Nat Brown joined the Xbox project for Microsoft back in 1999 and played a key role in getting it approved by the company's executives.
Now, the engineer that's currently a freelancer, has decided to heavily criticize Microsoft for its current Xbox 360 strategy, saying that its success is just owed to Sony and Nintendo's failures.
"The past 5 years, and the last year in particular, have been simply painful to watch," Brown wrote on his blog.
"Coasting on past momentum. Failing to innovate and failing to capitalize on innovations like Kinect. Touting strategic and market success when you’re just experiencing your competitor’s stumbling failure (yes, Sony, Nintendo – you are, I’m afraid, stumbling failures). A complete lack of tactical versus strategic understanding of the long game of the living room."
According to Brown, the newfound focus on entertainment is too sudden and the actual internal video game developers are suffering from lack of attention.

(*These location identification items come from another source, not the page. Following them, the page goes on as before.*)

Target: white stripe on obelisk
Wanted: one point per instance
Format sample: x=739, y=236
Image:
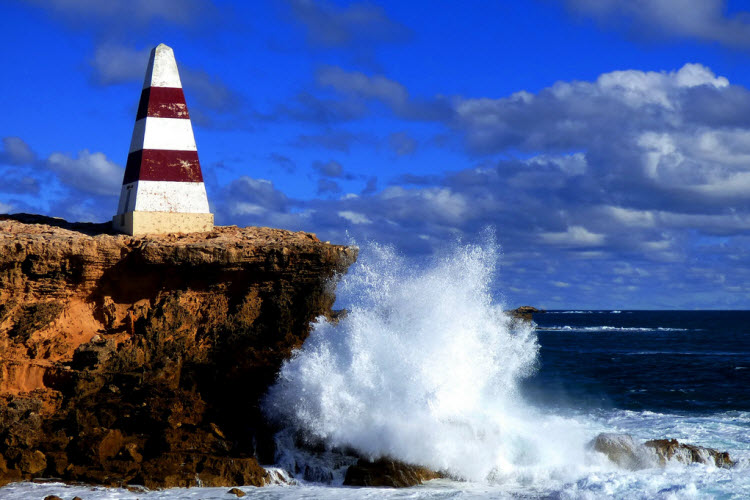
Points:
x=162, y=69
x=163, y=133
x=164, y=196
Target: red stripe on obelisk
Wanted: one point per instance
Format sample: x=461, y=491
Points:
x=162, y=102
x=163, y=165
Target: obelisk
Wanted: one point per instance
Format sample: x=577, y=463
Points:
x=163, y=190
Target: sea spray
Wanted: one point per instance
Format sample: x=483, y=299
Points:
x=424, y=368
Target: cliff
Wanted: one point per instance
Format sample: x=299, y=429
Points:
x=142, y=359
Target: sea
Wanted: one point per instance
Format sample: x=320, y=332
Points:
x=427, y=368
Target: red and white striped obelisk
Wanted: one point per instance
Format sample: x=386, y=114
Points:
x=163, y=190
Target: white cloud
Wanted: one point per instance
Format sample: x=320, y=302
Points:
x=89, y=172
x=574, y=236
x=354, y=217
x=16, y=151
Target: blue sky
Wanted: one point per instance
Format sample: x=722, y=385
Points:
x=607, y=142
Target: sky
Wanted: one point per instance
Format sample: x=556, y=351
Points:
x=606, y=143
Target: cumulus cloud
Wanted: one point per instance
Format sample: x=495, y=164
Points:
x=329, y=169
x=16, y=152
x=402, y=143
x=704, y=20
x=284, y=162
x=87, y=172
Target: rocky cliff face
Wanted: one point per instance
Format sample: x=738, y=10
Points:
x=142, y=359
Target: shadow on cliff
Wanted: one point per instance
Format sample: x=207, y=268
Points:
x=87, y=228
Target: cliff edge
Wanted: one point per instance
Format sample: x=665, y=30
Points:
x=141, y=360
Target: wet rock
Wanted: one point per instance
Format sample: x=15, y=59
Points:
x=524, y=312
x=121, y=357
x=672, y=450
x=387, y=472
x=626, y=453
x=623, y=451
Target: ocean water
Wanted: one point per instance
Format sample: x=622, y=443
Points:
x=427, y=368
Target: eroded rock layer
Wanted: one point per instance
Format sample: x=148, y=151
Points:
x=142, y=359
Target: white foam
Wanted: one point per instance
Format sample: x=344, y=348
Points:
x=425, y=368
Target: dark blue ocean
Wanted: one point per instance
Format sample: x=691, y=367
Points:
x=684, y=362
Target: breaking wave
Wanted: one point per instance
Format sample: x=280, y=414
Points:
x=425, y=368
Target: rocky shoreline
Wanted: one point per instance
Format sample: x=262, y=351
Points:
x=142, y=359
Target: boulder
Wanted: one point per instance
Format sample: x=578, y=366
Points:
x=388, y=472
x=626, y=453
x=143, y=359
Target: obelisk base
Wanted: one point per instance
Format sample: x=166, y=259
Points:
x=137, y=223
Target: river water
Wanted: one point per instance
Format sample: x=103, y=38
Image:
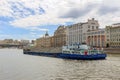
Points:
x=14, y=65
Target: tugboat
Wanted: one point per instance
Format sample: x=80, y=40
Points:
x=82, y=52
x=78, y=52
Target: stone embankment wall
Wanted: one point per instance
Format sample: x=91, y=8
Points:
x=51, y=50
x=112, y=50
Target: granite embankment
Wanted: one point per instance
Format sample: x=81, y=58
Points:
x=112, y=50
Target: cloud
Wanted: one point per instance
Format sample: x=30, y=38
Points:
x=78, y=12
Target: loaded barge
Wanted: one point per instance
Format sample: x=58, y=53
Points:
x=81, y=52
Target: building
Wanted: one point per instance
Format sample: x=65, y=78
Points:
x=113, y=35
x=59, y=38
x=76, y=33
x=44, y=42
x=96, y=38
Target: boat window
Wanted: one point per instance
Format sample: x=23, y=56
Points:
x=84, y=47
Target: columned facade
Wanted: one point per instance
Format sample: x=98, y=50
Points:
x=76, y=33
x=96, y=38
x=113, y=36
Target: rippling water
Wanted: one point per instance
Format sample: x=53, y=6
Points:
x=14, y=65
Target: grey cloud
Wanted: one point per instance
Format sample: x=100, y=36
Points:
x=77, y=12
x=103, y=10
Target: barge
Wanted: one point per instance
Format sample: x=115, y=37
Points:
x=81, y=52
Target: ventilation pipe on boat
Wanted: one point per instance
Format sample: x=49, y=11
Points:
x=85, y=52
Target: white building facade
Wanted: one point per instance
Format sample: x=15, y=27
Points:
x=76, y=33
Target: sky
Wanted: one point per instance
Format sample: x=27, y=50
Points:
x=30, y=19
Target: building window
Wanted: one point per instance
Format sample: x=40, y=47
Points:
x=92, y=27
x=88, y=26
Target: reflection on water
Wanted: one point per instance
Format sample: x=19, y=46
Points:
x=14, y=65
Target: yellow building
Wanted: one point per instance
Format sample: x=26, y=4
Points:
x=59, y=38
x=113, y=36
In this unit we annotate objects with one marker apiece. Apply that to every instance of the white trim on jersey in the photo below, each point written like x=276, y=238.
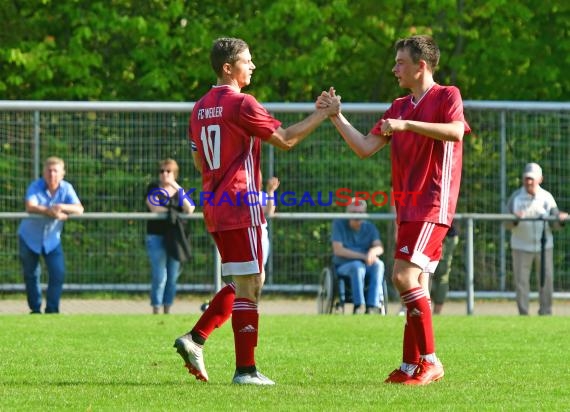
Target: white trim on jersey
x=446, y=177
x=254, y=209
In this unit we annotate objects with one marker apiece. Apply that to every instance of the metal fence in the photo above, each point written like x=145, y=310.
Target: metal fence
x=112, y=151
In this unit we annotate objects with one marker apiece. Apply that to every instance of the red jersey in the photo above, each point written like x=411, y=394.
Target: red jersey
x=426, y=173
x=226, y=129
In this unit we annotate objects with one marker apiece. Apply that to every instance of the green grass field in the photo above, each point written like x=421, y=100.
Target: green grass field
x=320, y=363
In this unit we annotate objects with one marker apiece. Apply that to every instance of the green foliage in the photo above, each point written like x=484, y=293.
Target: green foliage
x=124, y=50
x=108, y=363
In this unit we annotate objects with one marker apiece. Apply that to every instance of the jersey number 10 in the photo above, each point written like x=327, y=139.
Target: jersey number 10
x=210, y=137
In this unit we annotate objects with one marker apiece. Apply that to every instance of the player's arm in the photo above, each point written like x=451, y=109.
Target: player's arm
x=197, y=161
x=288, y=138
x=449, y=132
x=328, y=104
x=363, y=146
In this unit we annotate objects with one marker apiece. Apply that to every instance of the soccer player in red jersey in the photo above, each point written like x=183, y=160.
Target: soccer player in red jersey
x=425, y=130
x=226, y=131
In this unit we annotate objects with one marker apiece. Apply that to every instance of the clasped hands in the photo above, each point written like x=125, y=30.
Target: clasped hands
x=328, y=102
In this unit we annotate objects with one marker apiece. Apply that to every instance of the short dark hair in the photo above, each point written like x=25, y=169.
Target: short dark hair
x=421, y=47
x=226, y=50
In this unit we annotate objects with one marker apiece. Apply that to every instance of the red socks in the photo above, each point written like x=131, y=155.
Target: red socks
x=418, y=332
x=245, y=320
x=218, y=312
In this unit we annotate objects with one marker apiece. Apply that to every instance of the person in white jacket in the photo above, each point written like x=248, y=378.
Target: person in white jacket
x=527, y=237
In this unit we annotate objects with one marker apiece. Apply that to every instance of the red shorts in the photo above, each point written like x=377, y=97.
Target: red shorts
x=241, y=250
x=420, y=243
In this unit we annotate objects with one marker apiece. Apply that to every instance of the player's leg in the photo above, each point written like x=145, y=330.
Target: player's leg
x=375, y=275
x=418, y=251
x=245, y=263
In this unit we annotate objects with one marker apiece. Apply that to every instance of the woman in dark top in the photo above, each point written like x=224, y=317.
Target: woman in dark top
x=160, y=196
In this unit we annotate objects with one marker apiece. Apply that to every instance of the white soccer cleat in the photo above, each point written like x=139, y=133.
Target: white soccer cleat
x=253, y=378
x=193, y=356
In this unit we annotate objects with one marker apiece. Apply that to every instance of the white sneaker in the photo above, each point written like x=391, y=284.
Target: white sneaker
x=193, y=356
x=254, y=378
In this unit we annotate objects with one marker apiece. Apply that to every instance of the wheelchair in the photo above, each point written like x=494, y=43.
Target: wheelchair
x=328, y=295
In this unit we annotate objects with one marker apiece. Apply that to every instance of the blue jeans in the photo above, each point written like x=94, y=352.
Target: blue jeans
x=357, y=271
x=55, y=263
x=164, y=270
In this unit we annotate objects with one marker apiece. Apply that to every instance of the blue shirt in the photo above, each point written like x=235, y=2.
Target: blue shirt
x=45, y=232
x=359, y=241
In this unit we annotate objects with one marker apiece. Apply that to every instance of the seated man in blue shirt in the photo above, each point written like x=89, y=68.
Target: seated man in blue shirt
x=54, y=199
x=356, y=247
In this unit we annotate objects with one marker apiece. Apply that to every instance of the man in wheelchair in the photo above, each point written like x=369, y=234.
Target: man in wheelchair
x=356, y=249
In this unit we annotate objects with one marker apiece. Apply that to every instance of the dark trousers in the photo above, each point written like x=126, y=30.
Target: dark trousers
x=56, y=274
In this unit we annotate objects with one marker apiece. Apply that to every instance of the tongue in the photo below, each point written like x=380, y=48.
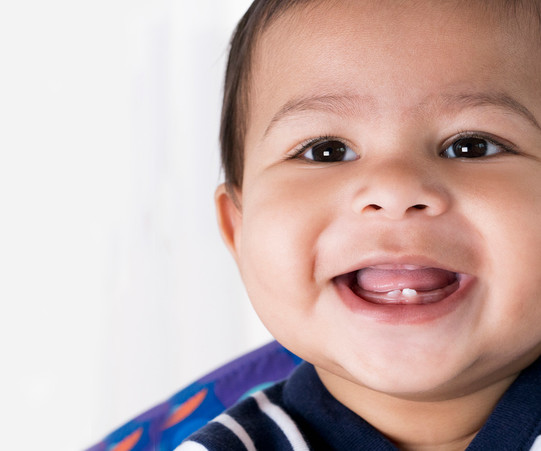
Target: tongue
x=421, y=279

"My gripe is that, as usual, Microsoft has jumped its own shark and is out stomping through the weeds planning and talking about far-flung future strategies in interactive television and original programming partnerships with big dying media companies when their core product, their home town is on fire, their soldiers, their developers, are tired and deserting, and their supply-lines are broken."
Brown highlights two key issues for the Xbox 360, the first being that Microsoft has made the platform too closed for smaller or independent developers, asking them for a lot of money and not guaranteeing that their games would actually appear on the console.
The second key issue is that the operating system and the interface are too "creaky and slow," as owners of the console are bombarded with loading screens and clunky menus.
"So, because these two critical issues – user experience and indie content – are not nearly in order and I see big investments in future interactive content happening, as well as idiotic moves to limit used games or put harder content protection into place than exists in mobile or tablets – I predict massive failure and losses here."
According to Brown, the Xbox division needs a leader to lay out a strategy and set the goals before starting to promote entertainment in order to attract the masses.